This dataset contains information about BigMart a nation wide supermarket chain. Bigmart’s board of directors have given a challenge to all the data scientists stating to create a model that can predict the sales, per product, for each store. BigMart has collected sales data from the year 2013, for 1559 products across 10 stores in different cities. With this information the corporation hopes we can identify the products and stores which play a key role in their sales and use that information to take the correct measures to ensure success of their business.
As an aspiring data scientist, understanding how to clean and model data like this is of great importance to me. In this kernel, I will use the BigMart data clean it and explore which factors affect the Item_Outlet_Sales.

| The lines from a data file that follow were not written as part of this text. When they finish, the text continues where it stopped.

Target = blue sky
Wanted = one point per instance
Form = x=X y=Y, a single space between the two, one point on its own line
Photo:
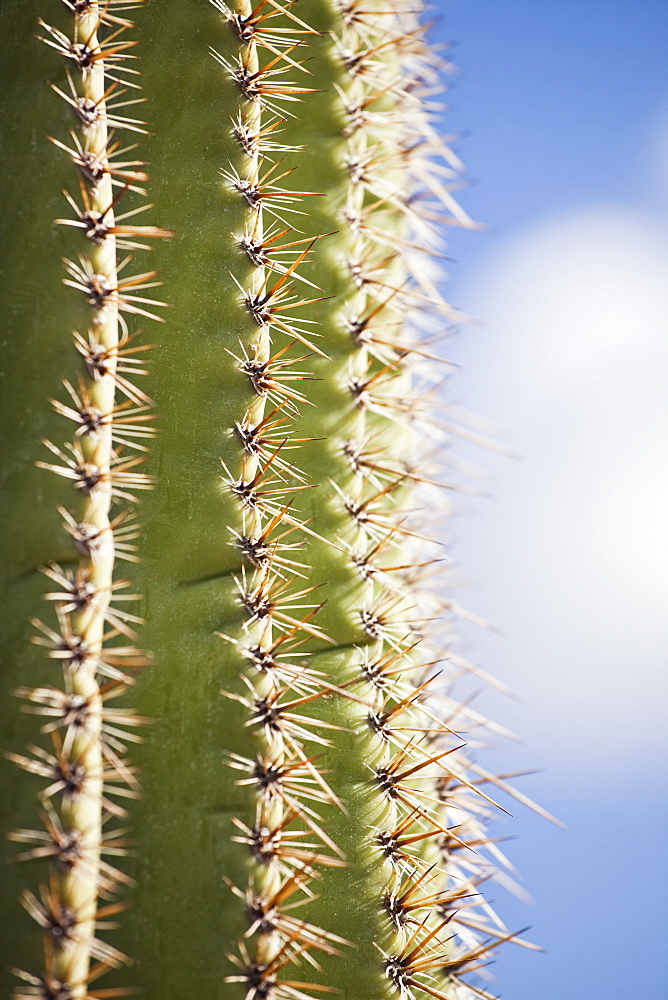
x=566 y=103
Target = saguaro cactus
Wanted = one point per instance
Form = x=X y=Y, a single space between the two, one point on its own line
x=303 y=815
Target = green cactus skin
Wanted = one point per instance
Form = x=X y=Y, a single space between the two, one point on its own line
x=309 y=820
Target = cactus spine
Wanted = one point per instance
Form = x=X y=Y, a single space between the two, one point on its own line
x=310 y=820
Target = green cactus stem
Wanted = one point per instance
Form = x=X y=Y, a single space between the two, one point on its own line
x=305 y=814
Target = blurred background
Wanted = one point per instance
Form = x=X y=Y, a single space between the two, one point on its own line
x=567 y=105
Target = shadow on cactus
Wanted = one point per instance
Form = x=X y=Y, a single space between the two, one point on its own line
x=301 y=816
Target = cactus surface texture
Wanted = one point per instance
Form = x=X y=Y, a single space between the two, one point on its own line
x=237 y=765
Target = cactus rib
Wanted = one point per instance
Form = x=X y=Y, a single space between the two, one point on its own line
x=89 y=738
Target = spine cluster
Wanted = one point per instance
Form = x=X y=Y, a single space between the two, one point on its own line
x=91 y=637
x=428 y=807
x=286 y=837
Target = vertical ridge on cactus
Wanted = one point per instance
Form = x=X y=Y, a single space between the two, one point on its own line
x=311 y=820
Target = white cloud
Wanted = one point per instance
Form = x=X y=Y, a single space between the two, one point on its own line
x=574 y=553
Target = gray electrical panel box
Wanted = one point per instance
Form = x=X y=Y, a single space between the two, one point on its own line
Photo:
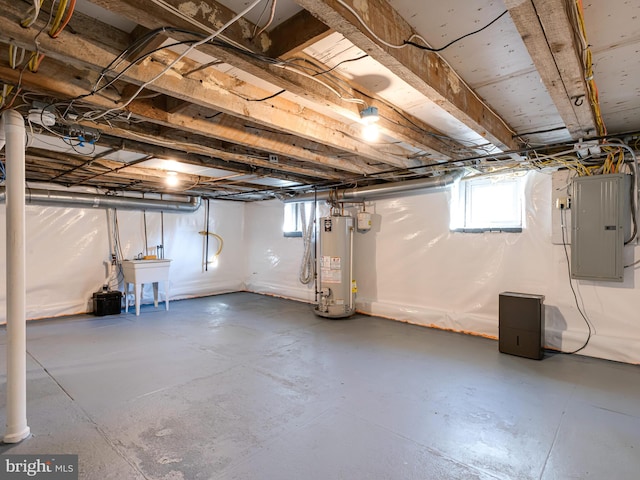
x=600 y=224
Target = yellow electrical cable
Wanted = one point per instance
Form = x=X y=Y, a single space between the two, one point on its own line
x=588 y=66
x=33 y=13
x=58 y=18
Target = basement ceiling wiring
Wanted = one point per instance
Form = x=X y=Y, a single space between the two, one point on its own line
x=176 y=60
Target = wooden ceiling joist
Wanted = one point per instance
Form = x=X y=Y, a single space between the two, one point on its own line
x=283 y=78
x=425 y=71
x=548 y=34
x=211 y=91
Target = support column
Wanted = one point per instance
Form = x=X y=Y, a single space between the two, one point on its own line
x=17 y=428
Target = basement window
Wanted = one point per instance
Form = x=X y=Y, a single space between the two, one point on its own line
x=488 y=204
x=292 y=226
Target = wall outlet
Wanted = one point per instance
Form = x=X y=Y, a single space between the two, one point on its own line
x=563 y=203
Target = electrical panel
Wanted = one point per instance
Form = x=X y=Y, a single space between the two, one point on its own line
x=600 y=224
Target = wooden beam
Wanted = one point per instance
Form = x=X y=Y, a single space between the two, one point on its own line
x=307 y=88
x=213 y=90
x=546 y=29
x=69 y=82
x=296 y=34
x=425 y=71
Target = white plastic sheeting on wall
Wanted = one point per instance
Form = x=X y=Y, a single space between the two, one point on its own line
x=274 y=260
x=67 y=248
x=412 y=268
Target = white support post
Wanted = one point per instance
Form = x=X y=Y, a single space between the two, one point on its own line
x=17 y=428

I will perform a regression analysis on the same.
The data has following features, Item_Outlet_Sales being the target (dependent) variable:
library(nnet) #for multiple regression
library(dplyr) #for data cleaning
library(caret) #for trainiing the model
library(glmnet) #for lasso regression
library(Amelia) #for predictive imputatin
library(stringr) #for slicing character variables
library(ggplot2) #for visualisation
library(mltools) #for one hot encoding
library(corrplot) #for plotting a correlation graph
library(tidyverse) #for data cleaning
library(data.table) #for data manupulation
train <- read.csv("/Users/kritik/Desktop/Data Science/Datasets/Analytics Vidhya/bigmart_train.csv",na.strings = c('',' ','NA'),header = T)
test <- read.csv("/Users/kritik/Desktop/Data Science/Datasets/Analytics Vidhya/bigmart_test.csv",na.strings = c('',' ','NA'),header = T)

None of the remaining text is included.